L’Agenzia greca di gestione del debito pubblico (Pdma, Public debt management agency) questa mattina ha annunciato i risultati dell’operazione di riacquisto dei propri titoli, il c.d. buyback. Il piano fa parte di una serie di misure che da qui al 2020 dovrebbero portare il rapporto debito pubblico-Pil al 120%.

Le linee essenziali dell’operazione sono semplici: le autorità elleniche sborseranno poco più del 30% del valore nominale dei titoli (33,8% in media) per riacquistare le proprie obbligazioni detenute principalmente da due categorie, le banche elleniche e gli hedge fund.

Mentre lo scarso entusiasmo delle prime ha rischiato di far saltare l’operazione, visto che obbliga le banche a vendere un valore inferiore a quello iscritto a bilancio, i fondi hanno partecipato con entusiasmo perché in precedenza avevano acquistato a livelli più bassi di quelli proposti dalla Pdma.

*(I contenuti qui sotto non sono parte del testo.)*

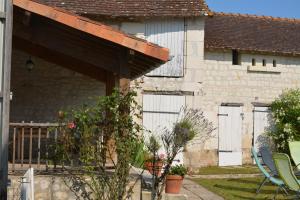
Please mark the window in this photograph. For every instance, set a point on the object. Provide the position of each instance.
(253, 62)
(274, 63)
(264, 62)
(168, 33)
(236, 58)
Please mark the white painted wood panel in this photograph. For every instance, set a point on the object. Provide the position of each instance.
(230, 135)
(162, 111)
(168, 33)
(261, 122)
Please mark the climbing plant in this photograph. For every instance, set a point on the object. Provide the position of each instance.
(95, 137)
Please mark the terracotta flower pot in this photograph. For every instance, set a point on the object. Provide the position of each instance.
(156, 168)
(173, 184)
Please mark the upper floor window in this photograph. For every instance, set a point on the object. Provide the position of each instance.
(168, 33)
(264, 62)
(253, 62)
(274, 63)
(236, 58)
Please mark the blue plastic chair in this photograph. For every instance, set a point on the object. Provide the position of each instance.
(276, 181)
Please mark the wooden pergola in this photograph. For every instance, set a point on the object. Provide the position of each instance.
(82, 45)
(76, 43)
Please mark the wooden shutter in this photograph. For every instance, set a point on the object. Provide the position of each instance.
(168, 33)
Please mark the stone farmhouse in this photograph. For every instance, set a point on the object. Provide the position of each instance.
(231, 66)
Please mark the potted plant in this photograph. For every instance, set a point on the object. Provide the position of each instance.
(154, 162)
(174, 179)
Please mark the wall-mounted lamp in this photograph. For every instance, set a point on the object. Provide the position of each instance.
(29, 64)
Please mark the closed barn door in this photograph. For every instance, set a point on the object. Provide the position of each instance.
(261, 123)
(162, 111)
(230, 135)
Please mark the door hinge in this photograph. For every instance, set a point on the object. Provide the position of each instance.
(225, 151)
(2, 15)
(223, 115)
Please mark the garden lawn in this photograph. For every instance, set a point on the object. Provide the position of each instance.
(244, 188)
(215, 170)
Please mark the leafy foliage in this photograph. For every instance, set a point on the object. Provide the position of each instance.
(191, 125)
(94, 137)
(180, 170)
(286, 115)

Nel complesso le adesioni si sono attestate 31,9 miliardi di euro e comporteranno un esborso di 11,29 miliardi, 1,29 miliardi in più rispetto ai 10 finanziati dal fondo Salva Stati. La Pdma ha già fatto sapere che l’operazione di riacquisto sarà attuata solo se i creditori internazionali metteranno a disposizione altri 1,29 miliardi di euro.

In qualunque caso il raggiungimento del target dovrebbe implicare il rilascio della nuova tranche di aiuti da 34,4 miliardi di euro da parte della Troika (Ue, Fmi e Bce) che servirà principalmente alla ricapitalizzazione delle banche elleniche.